Red skies over Oregon due to the wildfires raging on the west coast.
A hellish portrait taken in Oregon as the the wildfires and smoke paint the sky an apocalyptic red.
Taken by u/RavenRosie on reddit.

Prior to the Gold Rush era of the 1850s into prehistory, scientists believe that anywhere from 4.4 million and 11.8 million acres burned annually in California. The indigenous people participated in controlled burns and had a society that embraced the benefits that fires bring to nature. Moving past the 1850s the culture around wildfires on the West Coast changed and like many expansionist ideologies, a militant mindset was instilled in fighting fires.

Less and less land has burned into the modern era. A detailed report by ProPublica explains the failures of the current culture and policy making surrounding wildfires. Between 1982 and 1998, land managers burned around 30,000 acres a year. Between 1999 and 2017, just 13,000 acres were burned. In a report published in February 2020, Nature Sustainability concluded that 20 million acres would need to be burned to return things to a natural balance.

The California Department of Forestry and Fire Protection (Cal Fire) is the primary actor responsible for tracking and managing fires in the state of California. In 2017-18, they had a budget of $773 million. It’s perhaps sickening to say, but wildfires are profitable. Expensive planes and helicopters for dropping fire retardant, private firms contracted to provide crews and infrastructure to suppress the fires, and some of the highest salaries for full time Cal Fire firefighters are just a few of the funding concerns.

There is also bureaucratic red tape preventing many controlled burns from taking place. All planned burns have to comply with environmental regulations. The Clean Air Act is a wonderful thing in regard to reducing human-caused emissions, but it serves as an impediment to life-saving controlled burns.
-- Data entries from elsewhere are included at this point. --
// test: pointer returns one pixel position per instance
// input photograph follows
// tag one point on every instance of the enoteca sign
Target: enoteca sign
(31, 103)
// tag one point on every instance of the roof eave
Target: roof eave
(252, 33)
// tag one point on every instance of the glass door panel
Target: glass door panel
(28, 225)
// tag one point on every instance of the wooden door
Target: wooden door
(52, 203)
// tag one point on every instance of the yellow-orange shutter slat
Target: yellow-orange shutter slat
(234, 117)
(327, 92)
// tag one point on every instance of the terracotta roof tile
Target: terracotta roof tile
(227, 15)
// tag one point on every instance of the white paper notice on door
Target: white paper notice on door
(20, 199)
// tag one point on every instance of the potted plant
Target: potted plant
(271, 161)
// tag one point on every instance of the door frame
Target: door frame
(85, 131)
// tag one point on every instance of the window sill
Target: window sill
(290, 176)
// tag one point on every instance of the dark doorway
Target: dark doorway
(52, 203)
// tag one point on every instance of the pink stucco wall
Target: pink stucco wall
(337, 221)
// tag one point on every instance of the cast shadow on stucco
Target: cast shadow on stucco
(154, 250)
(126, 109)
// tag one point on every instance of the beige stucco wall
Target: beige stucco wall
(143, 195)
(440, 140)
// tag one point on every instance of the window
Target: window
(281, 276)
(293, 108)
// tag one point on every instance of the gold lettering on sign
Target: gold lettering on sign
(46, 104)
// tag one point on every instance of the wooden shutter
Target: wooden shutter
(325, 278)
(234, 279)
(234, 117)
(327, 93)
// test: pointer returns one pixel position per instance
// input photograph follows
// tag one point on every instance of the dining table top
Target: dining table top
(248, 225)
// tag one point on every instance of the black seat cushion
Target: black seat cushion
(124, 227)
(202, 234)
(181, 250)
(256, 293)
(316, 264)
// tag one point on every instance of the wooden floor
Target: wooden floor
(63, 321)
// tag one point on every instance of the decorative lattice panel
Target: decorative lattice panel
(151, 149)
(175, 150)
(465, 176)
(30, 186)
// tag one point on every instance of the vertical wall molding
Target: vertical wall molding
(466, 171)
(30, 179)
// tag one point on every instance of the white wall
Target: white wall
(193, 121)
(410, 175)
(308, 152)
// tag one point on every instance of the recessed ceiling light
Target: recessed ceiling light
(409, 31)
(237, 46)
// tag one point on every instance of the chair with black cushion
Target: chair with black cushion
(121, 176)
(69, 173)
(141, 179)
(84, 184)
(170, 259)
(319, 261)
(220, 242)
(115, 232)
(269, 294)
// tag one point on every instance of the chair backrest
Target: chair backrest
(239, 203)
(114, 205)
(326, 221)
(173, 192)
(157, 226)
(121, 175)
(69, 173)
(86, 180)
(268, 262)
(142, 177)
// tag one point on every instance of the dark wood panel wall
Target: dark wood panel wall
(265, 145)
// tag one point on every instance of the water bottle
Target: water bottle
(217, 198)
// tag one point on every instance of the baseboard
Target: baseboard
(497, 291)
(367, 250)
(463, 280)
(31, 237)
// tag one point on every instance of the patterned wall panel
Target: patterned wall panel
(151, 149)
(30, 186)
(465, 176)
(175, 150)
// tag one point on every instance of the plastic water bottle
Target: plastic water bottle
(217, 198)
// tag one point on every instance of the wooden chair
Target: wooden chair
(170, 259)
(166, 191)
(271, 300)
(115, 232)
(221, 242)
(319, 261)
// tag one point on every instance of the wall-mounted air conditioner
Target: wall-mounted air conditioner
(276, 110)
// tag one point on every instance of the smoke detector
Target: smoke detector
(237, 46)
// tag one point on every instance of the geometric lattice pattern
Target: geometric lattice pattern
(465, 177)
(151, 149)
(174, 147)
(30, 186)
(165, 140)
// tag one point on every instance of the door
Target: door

CARB, the state board responsible for enforcing those rules has enacted reform after the 2017 and 2018 record breaking wildfire seasons to loosen restrictions on planned burns. It may be too little too late, however, now that the state is once again faced with infernal devastation.

An obstacle that comes up with many environmental issues is so-called NIMBY arguments – not in my backyard. Necessary infrastructure is often delayed because communities don’t want them in their area, and in the case of prescribed-burns people don’t want smoke to blow into their town. There is, however, far less smoke caused by a controlled burn than what the West Coast is now experiencing. For almost an entire month, areas of California have been deemed unsafe to breath in. Oregon and Washington are even worse off on the air quality index and smoke has made it to the East Coast and parts of Europe.

In the face of growing destruction, Governor Newsom and the U.S. Forest Service chief have signed a memorandum of understanding to say that California needs to do more prescribed burnings. Advocates, scientists, and professionals in the field have been lobbying for decades to have more burns. Tim Ingalsbee, a former firefighter with a PhD in environmental sociology, started Firefighters United for Safety, Ethics, and Ecology (FUSEE) in 2005. 15 years of lobbying to prevent a disaster like is currently taking place left him and many others uncertain of the value this memorandum actually holds.

The memorandum states that “California’s forests naturally adapted to low-intensity fire, nature’s preferred management tool, but Gold Rush-era clearcutting followed by a wholesale policy of fire suppression resulted in the overly dense, ailing forests that dominate the landscape today.” Additionally, it claims that they will “use science to inform and prioritize stewardship decisions.”

At the very least, the memorandum sets up a foundation for preventing tragedies moving forward. If the policy makers don’t follow through with the commitment, the memorandum can be a way to hold their feet to the fire politically, since they are now on record stating they understand what is wrong with current fire prevention standards.

There is no easy path forward, but in a time of unprecedented divisiveness in the U.S. one thing all citizens can agree on is that the 2020 wildfires are a tragedy and that working together to stop fires of this scale is in everyone’s best interest.